Mijn verblijf in het bisschoppelijk paleis eindigde met een poets, waarvan men nog heden spreekt. De pages en eenige andere bedienden hadden het plan gevormd, om op den verjaardag van monseigneur een comedie op te voeren. Ze kozen er een, waarin een jongen man van mijn leeftijd een jongen koning moest voorstellen. De hofmeester, die het stuk hielp instudeeren, koos mij daarvoor en na eenige repetities verklaarde hij, dat ik niet onder de minste spelers zou behooren. Niets werd gespaard om de opvoering zoo luisterrijk mogelijk te maken. Een van de grootste zalen werd voor schouwburg ingericht en ook aan de costuums werd alle zorg besteed. Een kleermaker was mijn maat komen nemen en ik kreeg een rijk kleed aan van blauw fluweel, met galon, knoopen en goud.

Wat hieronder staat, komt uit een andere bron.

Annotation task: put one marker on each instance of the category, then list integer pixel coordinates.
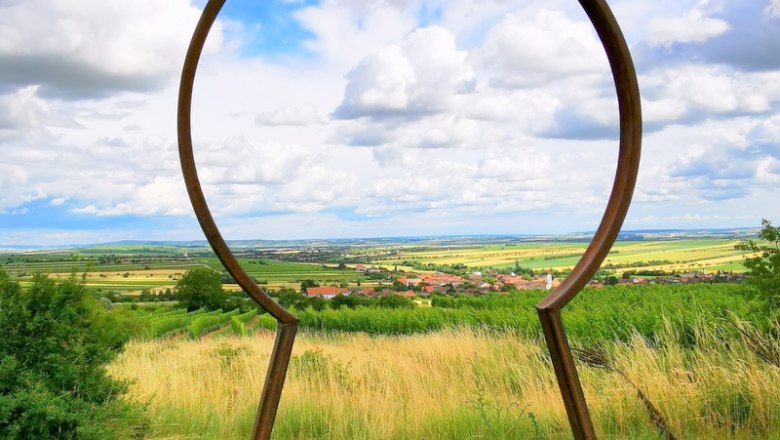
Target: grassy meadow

Eindelijk kwam de lang verwachte avond. De jonge koning moest het eerst op het tooneel zijn. Ik opende dus de voorstelling met het declameeren van een reeks verzen, waarvan het slot luidde, dat de koning zich niet tegen den slaap kon verzetten. Bij die woorden moest ik terugtrekken tusschen de coulissen en op een rustbed gaan liggen, dat daarvoor was klaargezet. Maar toen ik daar zoo lag, begon ik er aan te denken, of er geen middel was, om met mijn koninklijke kleeren te ontkomen. Ik zag een klein trapje onder het tooneel, waarmee ik in een andere zaal kon komen. Toen ik mijn kans schoon zag en niemand op mij lette, sloop ik daar af en liep de zaal door bij de deur, roepende: "Plaats! ik moet mij gaan verkleeden!"
Zoo kwam ik in minder dan ??n minuut ongehinderd buiten het paleis en, door de duisternis begunstigd, begaf ik mij naar de woning van mijn vriend, met wien ik dat mislukte avontuur van den koffer had beleefd.
Hij was ten hoogste verwonderd mij te zien in mijn koninklijk costuum. Spoedig had ik hem op de hoogte gebracht. Hij wenschte mij hartelijk geluk met deze goed gelukte grap en voorspelde mij, dat ik, wanneer ik zoo zou voortgaan, de wereld nog eens versteld zou doen staan door mijn verstand.